For many years, home football games had been played on McNulty Park, a stadium built for Tulsa’s professional baseball team which meant that the field was uneven and too short, requiring teams to reach the goal line once, and then reset on the 10-yard line to score. These factors came to a head in a game against Detroit University in 1928 which ultimately led to the construction Skelly Stadium, opened in 1930 for the season opener against TU’s long time rival the University of Arkansas.
Eventually in 1941 TU welcomed Henry Frnka as coach who was one of TU’s most successful coaches helping take TU to five consecutive New Year’s Bowl Games, the first school ever to do so. Tulsa finished the second year of the run No. 4 in the nation, losing only to Tennessee in the Sugar Bowl and a chance at the claim of the national title.

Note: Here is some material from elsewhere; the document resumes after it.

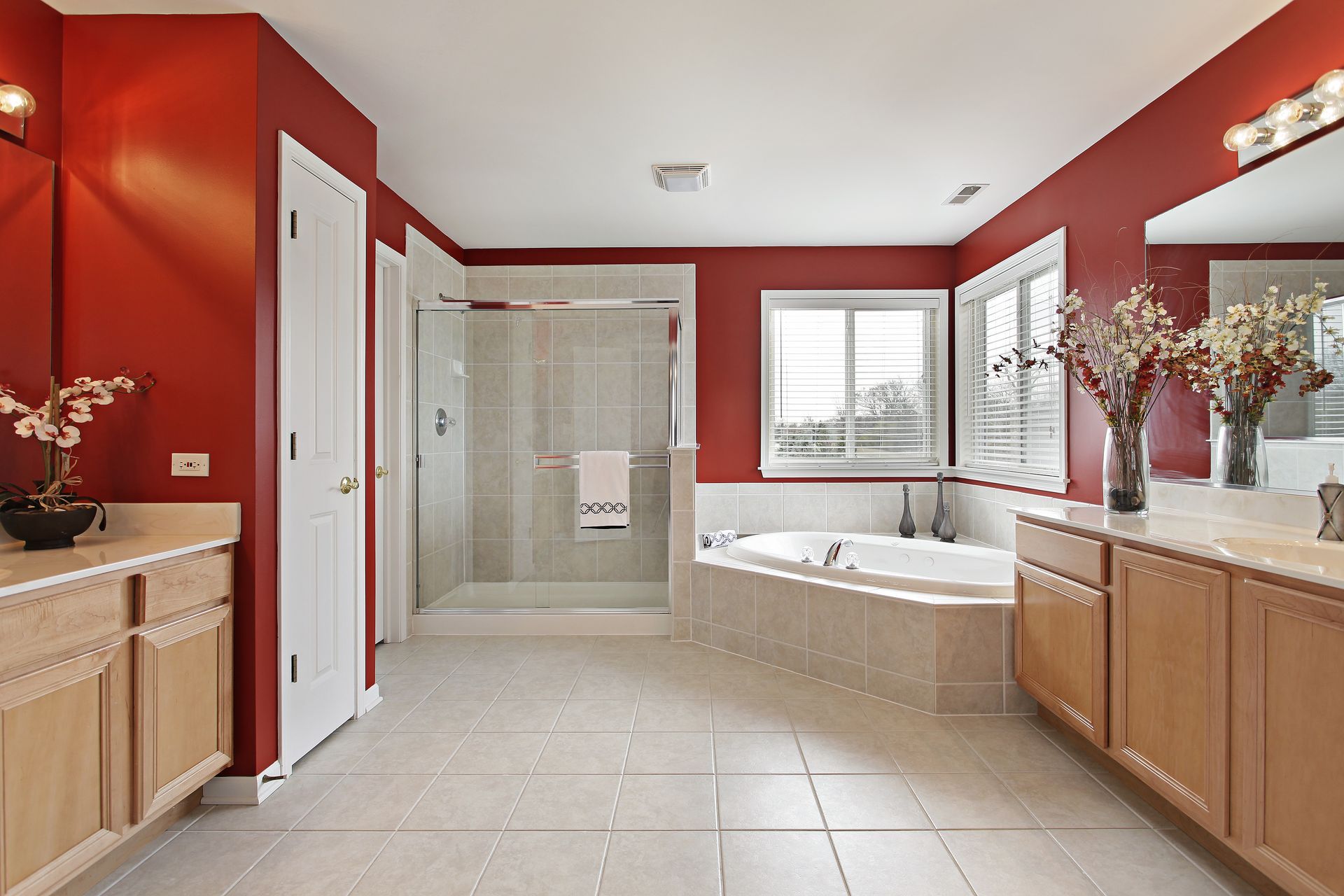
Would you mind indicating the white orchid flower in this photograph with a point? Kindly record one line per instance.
(69, 435)
(27, 426)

In a twist of irony the third bowl in the streak was against the school that stole the “Golden Tornado” moniker, Georgia Tech, then called the “Yellow Jackets.” But Tulsa was not able to avenge the theft of its rightful name: the Hurricane lost 20–18. The next year, though, the team returned the favor by beating Georgia Tech 24–17 in the Orange Bowl.
Frnka was replaced by Coach Brothers who, despite being born without a left hand, lead the team for six mostly victorious years including one Bowl Game in 1952, generally considered one of TU’s best teams ever.

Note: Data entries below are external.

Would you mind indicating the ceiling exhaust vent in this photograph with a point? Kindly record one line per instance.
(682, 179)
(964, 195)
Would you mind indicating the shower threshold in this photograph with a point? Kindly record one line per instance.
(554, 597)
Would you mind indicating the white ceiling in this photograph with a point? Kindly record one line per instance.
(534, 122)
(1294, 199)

TU had in the beginning tended to be an air-minded team, but that went out of fashion until Coach Glen Dobbs, a player during the Frnka years, brought the passing game back to Tulsa when he took the position in 1961. Under Dobbs, TU had two back-to-back Heisman Trophy runner ups: Jerry Rhome and Howard Twilley who together broke the NCAA records for offense, passing, receiving, and scoring. Yet the next year Billy Anderson, Rhomes’ replacement, broke most of Rhomes’ own records and took the team to another bowl game.
In 1982 neither Tulsa’s nor New Mexico’s 10–1 record was enough to draw a bowl game invitation. The teams demanded justice. The justice they received was “The Justice Bowl,” a fictitious “War of the Worlds” style play-by-play broadcast on local radio stations. If you were listening in Tulsa, the home team won, while if you tuned in from New Mexico, the Hurricane lost.
1989 pitted Tulsa against the Oregon Ducks in the Independence Bowl which collapsed into a heartbreaking loss for Tulsa by three points despite an incredibly valiant effort by the Golden Hurricane. However, Tulsa returned to a bowl game in 1991 and pulled off a win against San Diego State, netting a 10-win season for the year.
In 2003, Tulsa’s new coach Steve Kragthorpe produced a winning season and a bowl game appearance for the first time in 11 years. In 2004, Ashlan Davis became the first player to score a touchdown on a kickoff return five times. In 2005 Tulsa became part of the Conference USA, and proceeded to win the C-USA West division and beating UCF in the first C-USA Championship Game to earn a spot in the Liberty Bowl where the Hurricane beat the Fresno State Bulldogs 31–24 on New Years Eve.
The year after Kragthorpe left, TU broke 29 school records, 15 C-USA records and four NCAA records and lead the nation in total offence with 543.9 yards per game. The team produced the largest margin of victory in a NCAA bowl game with a win over Bowling Green.
Bill Blankenship became the head coach in 2011. Last season, TU won 11 games, lost three games, won the Conference USA Championship and beat Iowa State in the Liberty Bowl.